The emergence of generative artificial intelligence (AI), particularly OpenAI’s ChatGPT and its advanced version GPT-4, has sparked considerable interest in the legal community. Given AI’s potential to transform legal practices, including e-discovery and document review, it’s essential to assess whether GPT-4 can meet the high expectations set for it in the legal context. This article delves into an experimental assessment by Sidley, in collaboration with Relativity, to quantify GPT-4’s performance in legal document review.

ChatGPT and GPT-4: A Legal Tech Revolution?

Generative AI models like ChatGPT and GPT-4 have the capability to process vast amounts of textual information and generate original content, making them intriguing for legal practitioners. Their potential to alter and enhance legal practices, particularly in e-discovery, is significant. While there have been setbacks, such as the misuse of ChatGPT in legal briefs leading to sanctions, these do not define the technology’s full potential in the legal field.

The Sidley-Relativity Experiment: Testing GPT-4 in E-Discovery

Sidley’s experiment with GPT-4 aimed to understand its capability in coding documents for responsiveness in e-discovery. The study involved a sample of 1,500 documents from a closed case, including both responsive and non-responsive materials. GPT-4 was tasked with evaluating each document based on set review instructions, similar to those used by human reviewers.

Stage One: Initial Assessment

In the first stage, GPT-4 analyzed documents using the original review instructions given to attorneys. The AI’s performance was compared to the human review to establish a baseline.

Stage Two: Refined Prompts and Quality Control

Based on initial results, the prompts for GPT-4 were refined to address ambiguities, similar to a quality control feedback loop in human reviews. This adjustment significantly improved GPT-4’s performance, indicating its responsiveness to precise and detailed instructions.

Also Read: Casetext Leads AI Innovation in E-Discovery & Litigation

GPT-4’s Performance: Strengths and Limitations

GPT-4 demonstrated strong performance when confident about a document’s relevance, correctly tagging around 85% of documents as non-responsive and 84% as responsive. However, it was less accurate (64.5%) when less confident, highlighting the need for clear and comprehensive review instructions. GPT-4’s limitations were evident in dealing with documents part of a responsive family, short messages, and attachments. It analyzed documents in isolation, without considering context from related materials.

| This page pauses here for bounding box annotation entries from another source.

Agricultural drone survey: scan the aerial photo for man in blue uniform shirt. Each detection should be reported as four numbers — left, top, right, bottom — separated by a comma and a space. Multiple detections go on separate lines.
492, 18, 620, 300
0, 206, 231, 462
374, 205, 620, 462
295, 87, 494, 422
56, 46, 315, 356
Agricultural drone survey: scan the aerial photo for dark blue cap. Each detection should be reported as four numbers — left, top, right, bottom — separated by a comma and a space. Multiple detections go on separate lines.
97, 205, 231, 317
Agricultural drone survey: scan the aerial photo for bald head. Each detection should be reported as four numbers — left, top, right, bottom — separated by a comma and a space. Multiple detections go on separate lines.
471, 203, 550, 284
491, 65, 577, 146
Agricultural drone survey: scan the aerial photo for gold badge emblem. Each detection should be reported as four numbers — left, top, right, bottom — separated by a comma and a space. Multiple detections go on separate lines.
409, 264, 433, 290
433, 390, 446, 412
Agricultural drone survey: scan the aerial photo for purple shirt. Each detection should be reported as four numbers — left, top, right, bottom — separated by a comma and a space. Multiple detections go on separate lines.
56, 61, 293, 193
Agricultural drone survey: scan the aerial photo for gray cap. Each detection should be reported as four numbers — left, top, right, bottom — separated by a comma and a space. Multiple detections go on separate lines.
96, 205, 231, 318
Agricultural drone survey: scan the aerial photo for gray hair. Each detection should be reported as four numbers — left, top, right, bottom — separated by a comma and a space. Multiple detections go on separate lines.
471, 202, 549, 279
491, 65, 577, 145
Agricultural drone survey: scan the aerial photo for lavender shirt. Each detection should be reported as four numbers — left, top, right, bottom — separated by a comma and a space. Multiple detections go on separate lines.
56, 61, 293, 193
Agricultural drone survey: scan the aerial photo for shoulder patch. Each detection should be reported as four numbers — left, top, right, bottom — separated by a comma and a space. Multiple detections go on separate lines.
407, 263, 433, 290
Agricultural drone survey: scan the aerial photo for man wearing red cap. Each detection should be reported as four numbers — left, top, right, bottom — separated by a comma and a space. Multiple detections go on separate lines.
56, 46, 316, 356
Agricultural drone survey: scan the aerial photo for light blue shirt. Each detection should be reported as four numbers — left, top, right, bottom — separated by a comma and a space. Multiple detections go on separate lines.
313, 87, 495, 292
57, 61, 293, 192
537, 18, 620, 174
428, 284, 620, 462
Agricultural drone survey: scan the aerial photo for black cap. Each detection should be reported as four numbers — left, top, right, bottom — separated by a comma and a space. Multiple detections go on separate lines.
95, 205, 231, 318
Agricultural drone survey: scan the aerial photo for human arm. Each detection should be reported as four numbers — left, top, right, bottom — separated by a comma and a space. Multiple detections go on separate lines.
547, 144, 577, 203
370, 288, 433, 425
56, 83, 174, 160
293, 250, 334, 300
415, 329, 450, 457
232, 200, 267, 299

The Future of GPT-4 in Legal Practice

The future applications of GPT-4 in legal practice are promising. The experiment suggests that while GPT-4 brings consistency and efficiency, it operates differently from traditional Technology-Assisted Review (TAR) tools. Unlike TAR, which relies on human decisions on training documents, GPT-4 independently evaluates each document against the given prompt, offering more consistent coding and a streamlined QC process.

However, GPT-4’s current processing speed, approximately one document per second, is slower compared to TAR and needs improvement to handle larger document sets efficiently.

Conclusion: GPT-4’s Role in Legal E-Discovery

GPT-4’s experimental use in document review indicates a potential shift in traditional review workflows, promising greater consistency and efficiency in e-discovery. Its performance hinges on the quality and clarity of the prompts, underscoring the need for precise review instructions. While it may not completely replace human review, GPT-4 can significantly aid the process, particularly for documents where it shows high confidence. As AI technology continues to evolve, its integration into legal practices will likely expand, offering new avenues for legal professionals to enhance their workflow in e-discovery and beyond.